Therefore, it's easy to say yes to rules that treat us as disposable, or don't give us a voice in advocating for our needs, because we don't have the needs yet. The true test of compassion is what we do when compassion is hard. Any well-implemented set of agreements needs to allow for the vulnerability of human hearts and the unpredictability of life.

RULES THAT CAUSE PROBLEMS

We have seen certain relationship rules among poly people fail again and again. The following agreements have proven to be fraught with problems and require great care if you attempt them.

"Don't ask, don't tell" agreements.
In these arrangements, a person says, "You can have other lovers, but I don't want to know about them." This often indicates that someone wishes the relationship weren't poly at all and hopes to pretend it's not happening.
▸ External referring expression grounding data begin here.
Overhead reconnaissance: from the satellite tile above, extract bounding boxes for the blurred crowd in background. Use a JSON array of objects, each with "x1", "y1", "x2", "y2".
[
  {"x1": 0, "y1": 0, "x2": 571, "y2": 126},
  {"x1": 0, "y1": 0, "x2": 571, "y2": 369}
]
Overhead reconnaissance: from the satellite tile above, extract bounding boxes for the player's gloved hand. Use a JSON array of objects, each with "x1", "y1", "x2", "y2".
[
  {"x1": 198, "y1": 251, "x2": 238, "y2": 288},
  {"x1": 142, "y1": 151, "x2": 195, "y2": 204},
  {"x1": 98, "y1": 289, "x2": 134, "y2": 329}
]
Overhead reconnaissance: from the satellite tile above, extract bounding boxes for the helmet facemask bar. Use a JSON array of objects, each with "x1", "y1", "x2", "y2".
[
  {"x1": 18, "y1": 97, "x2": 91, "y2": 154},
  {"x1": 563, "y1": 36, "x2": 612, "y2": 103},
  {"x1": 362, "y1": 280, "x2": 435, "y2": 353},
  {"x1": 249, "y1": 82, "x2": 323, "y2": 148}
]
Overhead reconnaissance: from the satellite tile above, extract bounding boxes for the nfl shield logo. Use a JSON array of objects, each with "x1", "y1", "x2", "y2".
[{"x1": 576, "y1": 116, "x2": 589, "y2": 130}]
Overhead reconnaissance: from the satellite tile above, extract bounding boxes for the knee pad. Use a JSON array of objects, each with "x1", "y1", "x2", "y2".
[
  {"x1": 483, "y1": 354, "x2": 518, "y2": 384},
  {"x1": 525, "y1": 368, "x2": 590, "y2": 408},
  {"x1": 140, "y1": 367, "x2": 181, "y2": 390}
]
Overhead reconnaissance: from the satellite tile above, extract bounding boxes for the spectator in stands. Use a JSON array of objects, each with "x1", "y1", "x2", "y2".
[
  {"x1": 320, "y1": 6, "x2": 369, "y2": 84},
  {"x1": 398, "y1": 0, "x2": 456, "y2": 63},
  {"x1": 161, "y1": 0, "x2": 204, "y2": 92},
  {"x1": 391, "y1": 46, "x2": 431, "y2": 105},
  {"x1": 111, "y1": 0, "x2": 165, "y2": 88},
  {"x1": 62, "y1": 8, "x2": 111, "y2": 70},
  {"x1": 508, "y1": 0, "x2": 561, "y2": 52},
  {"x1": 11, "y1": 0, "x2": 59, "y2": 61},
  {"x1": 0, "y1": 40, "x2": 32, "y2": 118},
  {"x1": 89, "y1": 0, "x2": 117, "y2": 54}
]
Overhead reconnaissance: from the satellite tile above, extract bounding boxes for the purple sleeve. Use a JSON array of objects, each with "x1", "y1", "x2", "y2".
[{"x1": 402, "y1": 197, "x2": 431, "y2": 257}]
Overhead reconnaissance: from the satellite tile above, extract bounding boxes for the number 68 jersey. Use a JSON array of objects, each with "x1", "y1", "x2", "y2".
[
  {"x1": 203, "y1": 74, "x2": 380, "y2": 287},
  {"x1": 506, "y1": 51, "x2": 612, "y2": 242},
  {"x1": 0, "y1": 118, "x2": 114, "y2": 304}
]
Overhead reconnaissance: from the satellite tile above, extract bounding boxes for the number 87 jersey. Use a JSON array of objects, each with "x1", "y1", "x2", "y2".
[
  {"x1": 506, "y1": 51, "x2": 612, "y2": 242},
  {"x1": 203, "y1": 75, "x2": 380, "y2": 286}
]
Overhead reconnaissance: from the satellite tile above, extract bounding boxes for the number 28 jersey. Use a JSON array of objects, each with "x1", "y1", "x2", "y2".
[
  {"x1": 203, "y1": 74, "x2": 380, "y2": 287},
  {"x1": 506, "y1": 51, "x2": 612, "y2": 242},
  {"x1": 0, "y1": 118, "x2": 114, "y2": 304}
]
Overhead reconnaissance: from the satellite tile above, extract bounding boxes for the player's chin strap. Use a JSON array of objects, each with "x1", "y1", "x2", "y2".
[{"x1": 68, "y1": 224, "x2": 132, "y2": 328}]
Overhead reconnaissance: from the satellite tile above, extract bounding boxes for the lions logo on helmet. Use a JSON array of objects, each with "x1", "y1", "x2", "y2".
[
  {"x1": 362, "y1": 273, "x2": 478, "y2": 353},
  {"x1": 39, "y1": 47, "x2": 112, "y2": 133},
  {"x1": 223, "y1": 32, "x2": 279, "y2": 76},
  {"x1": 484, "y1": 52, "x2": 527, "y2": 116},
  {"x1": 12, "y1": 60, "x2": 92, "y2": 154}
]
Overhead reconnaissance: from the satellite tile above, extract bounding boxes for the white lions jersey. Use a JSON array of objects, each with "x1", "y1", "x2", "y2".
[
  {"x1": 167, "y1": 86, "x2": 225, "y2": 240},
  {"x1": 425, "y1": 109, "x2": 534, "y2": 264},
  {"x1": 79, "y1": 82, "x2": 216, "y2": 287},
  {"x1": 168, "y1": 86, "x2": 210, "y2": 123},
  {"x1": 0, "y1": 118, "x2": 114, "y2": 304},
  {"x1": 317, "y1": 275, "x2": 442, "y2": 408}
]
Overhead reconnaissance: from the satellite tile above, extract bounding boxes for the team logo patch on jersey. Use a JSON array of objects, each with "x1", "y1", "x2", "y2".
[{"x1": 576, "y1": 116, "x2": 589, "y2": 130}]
This charade makes it impossible to communicate about important things, or for new partners to verify that the relationship is in fact open. "We're in a 'Don't ask, don't tell!' " is a favorite lie that monogamous cheaters use to explain why you can't just call their spouse to check out whether the relationship is really open.

Rules that require a person to be sexually involved with another, or that require some other form of service.
When you make sex or intimacy with one person the price of sex or intimacy with another, you plant the seeds of coercion, as discussed in the section titled "
Service secondaries
."

Rules that fetishize or objectify people.
We have known people who treat a partner's other lovers as fetish objects, demanding detailed, blow-by-blow accounts of every sexual encounter for their own gratification. Your partner's significant others are not your sex aids. Unless they consent to having the details of their sexual encounters shared with a third person for the purpose of arousal, they have a reasonable expectation of privacy.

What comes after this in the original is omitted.